その手から流れる魔力は、途切れていない。
──魔物は二体。
眠っていたようだが、警戒は強まった。
この結界は“縄張り”だ。
何者かが意図的に魔物を配置し、外部からの侵入を防いでいる。
セレスが息を詰めたまま言う。
「……あれ、術で作られたものじゃない。自然発生した魔物……でも、誰かが誘導した」
「ああ。つまりここには、術師がいる」
“敵”が、いる。
術式を切断した直後、セレスの膝がわずかに揺れた。
だが崩れはしない。踏みとどまっている。
全猫、リンク解除完了。残留魔力も最低限に抑えた。
「撤退する。全ユニット、帰還誘導──始めろ」
セレスの術式が再展開され、猫たちの気配が順に屋敷へ向かって動き始める。
あの魔物たちは深追いしてこない。縄張りから出る気配はない。
朽ちた中庭に戻る頃には、朝霧もほとんど消えていた。
スモークが、音もなく窓枠に戻る。
続いてチャー、最後にミルク──軽やかな跳躍で俺の肩へ。
──それから数時間後、アトリエ。
日は傾き、薄暗くなっていた。
猫たちは静かに任務を終え、各自の場所に戻っている。
セレスも戻ってきた。
だが言葉はない──報告はもう済んでいる。
術式の干渉を、まだ引きずっているのか。
あるいは……ただ、俺を待っているのか。
俺は言葉をかけない。
だが彼女は、その場を離れなかった。
やがて、ためらいがちに唇を開く。
「……猫たちは無事でした。私も、任務を遂行しました」
「だから……“報酬”が欲しい。あなたの基準で、いい」
声にはかすかな棘があった。
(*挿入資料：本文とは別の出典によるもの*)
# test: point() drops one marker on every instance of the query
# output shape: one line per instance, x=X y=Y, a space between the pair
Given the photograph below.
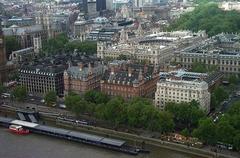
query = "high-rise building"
x=3 y=58
x=4 y=68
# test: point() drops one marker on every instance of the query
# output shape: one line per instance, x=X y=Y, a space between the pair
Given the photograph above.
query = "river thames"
x=39 y=146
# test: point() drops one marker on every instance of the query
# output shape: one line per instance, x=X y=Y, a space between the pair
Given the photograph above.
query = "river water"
x=39 y=146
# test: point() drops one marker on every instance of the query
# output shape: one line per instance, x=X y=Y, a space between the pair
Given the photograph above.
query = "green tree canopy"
x=11 y=45
x=96 y=97
x=206 y=131
x=50 y=97
x=19 y=93
x=186 y=115
x=2 y=88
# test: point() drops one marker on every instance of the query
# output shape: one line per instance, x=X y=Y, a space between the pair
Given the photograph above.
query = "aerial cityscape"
x=120 y=78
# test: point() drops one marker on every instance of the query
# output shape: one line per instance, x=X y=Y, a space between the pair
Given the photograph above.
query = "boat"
x=18 y=129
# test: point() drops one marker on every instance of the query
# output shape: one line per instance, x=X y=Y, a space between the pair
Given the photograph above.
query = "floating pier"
x=109 y=143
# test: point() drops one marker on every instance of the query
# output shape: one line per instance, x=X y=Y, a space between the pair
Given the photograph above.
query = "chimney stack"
x=140 y=75
x=90 y=70
x=112 y=70
x=145 y=69
x=80 y=66
x=129 y=71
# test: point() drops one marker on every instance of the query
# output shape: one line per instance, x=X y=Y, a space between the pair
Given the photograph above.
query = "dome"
x=101 y=20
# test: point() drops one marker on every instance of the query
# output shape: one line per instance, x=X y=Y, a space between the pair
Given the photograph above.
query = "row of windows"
x=227 y=62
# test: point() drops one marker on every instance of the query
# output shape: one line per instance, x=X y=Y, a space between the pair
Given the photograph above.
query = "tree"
x=96 y=97
x=185 y=132
x=2 y=88
x=19 y=93
x=220 y=94
x=233 y=79
x=236 y=141
x=122 y=57
x=50 y=97
x=186 y=115
x=225 y=131
x=206 y=131
x=11 y=45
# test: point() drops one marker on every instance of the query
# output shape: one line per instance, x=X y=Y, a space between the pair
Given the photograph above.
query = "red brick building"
x=82 y=78
x=131 y=81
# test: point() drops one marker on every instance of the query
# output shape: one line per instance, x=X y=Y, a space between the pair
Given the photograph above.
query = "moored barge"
x=100 y=141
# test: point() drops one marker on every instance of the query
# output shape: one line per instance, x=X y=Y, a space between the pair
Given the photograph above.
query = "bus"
x=6 y=95
x=224 y=145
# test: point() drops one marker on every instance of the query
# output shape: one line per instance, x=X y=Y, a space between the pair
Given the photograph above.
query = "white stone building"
x=156 y=48
x=175 y=90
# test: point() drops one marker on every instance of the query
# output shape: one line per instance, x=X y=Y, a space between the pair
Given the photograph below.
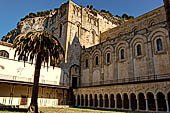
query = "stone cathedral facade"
x=108 y=64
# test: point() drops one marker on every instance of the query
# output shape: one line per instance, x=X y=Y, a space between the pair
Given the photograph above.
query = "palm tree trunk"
x=33 y=108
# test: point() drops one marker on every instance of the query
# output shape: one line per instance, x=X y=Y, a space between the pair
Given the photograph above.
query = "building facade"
x=130 y=68
x=108 y=64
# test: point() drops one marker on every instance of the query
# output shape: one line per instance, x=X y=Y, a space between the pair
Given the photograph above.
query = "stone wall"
x=140 y=23
x=150 y=61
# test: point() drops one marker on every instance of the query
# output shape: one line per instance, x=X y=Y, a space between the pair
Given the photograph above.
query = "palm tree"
x=44 y=48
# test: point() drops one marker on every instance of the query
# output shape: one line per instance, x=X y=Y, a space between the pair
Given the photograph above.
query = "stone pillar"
x=76 y=101
x=130 y=107
x=115 y=103
x=137 y=104
x=103 y=102
x=80 y=100
x=122 y=103
x=146 y=104
x=94 y=101
x=88 y=102
x=167 y=105
x=98 y=101
x=109 y=102
x=156 y=104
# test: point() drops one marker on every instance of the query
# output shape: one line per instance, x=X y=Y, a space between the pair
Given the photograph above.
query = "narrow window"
x=97 y=61
x=122 y=54
x=60 y=30
x=108 y=57
x=4 y=54
x=139 y=50
x=87 y=65
x=93 y=36
x=159 y=44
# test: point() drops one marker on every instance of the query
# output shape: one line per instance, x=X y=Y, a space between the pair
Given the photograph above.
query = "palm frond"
x=32 y=43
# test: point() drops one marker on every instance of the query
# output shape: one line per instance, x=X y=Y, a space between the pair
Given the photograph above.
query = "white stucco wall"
x=11 y=69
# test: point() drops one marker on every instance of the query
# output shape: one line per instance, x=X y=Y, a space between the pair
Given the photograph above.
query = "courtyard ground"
x=60 y=110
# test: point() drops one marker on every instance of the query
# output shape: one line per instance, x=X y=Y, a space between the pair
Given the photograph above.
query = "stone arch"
x=133 y=101
x=134 y=30
x=4 y=53
x=168 y=98
x=122 y=51
x=93 y=35
x=160 y=57
x=142 y=102
x=125 y=101
x=160 y=33
x=86 y=59
x=108 y=49
x=121 y=44
x=86 y=100
x=119 y=100
x=82 y=100
x=95 y=53
x=154 y=33
x=151 y=101
x=138 y=39
x=95 y=100
x=61 y=30
x=161 y=101
x=112 y=101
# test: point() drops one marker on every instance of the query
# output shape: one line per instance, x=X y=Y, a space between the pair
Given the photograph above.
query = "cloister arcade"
x=142 y=101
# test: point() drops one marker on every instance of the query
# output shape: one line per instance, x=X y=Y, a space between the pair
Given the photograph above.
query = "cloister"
x=141 y=101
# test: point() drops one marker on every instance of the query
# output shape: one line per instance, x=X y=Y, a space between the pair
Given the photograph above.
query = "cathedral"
x=108 y=64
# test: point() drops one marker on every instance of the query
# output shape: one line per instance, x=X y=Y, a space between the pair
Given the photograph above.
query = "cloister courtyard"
x=61 y=110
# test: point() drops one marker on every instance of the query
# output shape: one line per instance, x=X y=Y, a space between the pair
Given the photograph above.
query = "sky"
x=11 y=11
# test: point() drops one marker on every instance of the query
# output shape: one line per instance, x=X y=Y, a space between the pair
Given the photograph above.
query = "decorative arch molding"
x=85 y=55
x=118 y=47
x=108 y=50
x=4 y=53
x=93 y=35
x=138 y=40
x=158 y=32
だが視線は、逸らしていない。
誇りを捨てたわけじゃない。
それでも──口にした。自分から、欲したのだ。
俺はゆっくりと振り返り、彼女の首輪へ指を伸ばす。
「……今日は、ただの安定だ。それでも、一歩は前進だな」
術式を一段、緩める。
繋がりの圧がわずかに弱まり、彼女の肩がふっと下がる。
「これは前借りだ。
次、また勝手に術をいじったら──首輪、締め直すぞ」
その一言に、セレスの肩がふるりと震えた。
けれど彼女は何も言わず、少しだけうなずいた。
俺はそう言って、セレスの喉元にそっと指を添える。
術の残響がまだ微かに残る首輪の上をなぞると、
彼女の呼吸がひとつ、浅くなった。
緊張とも、興奮ともつかない。
けれど確かに、内側で何かが揺れている。
しばらくすると、セレスのまなざしが少しだけ滲んだ。
光の中で、目元にかすかな潤みが浮かぶ。
それでも視線は逸らさない。
その奥にあるのは、悔しさと、誇り、そして──まだ消えない敬意。
自分のやり方で勝ちたい。
けれど、まだ俺に認められたい。
その狭間で揺れる、傲慢で未熟な才媛。
──なら、導く価値はある。
「……次は、もっと上手くやるわ」
そう言ったセレスの頬が、わずかに紅潮していた。
羞恥か、興奮か、それとも――その両方か。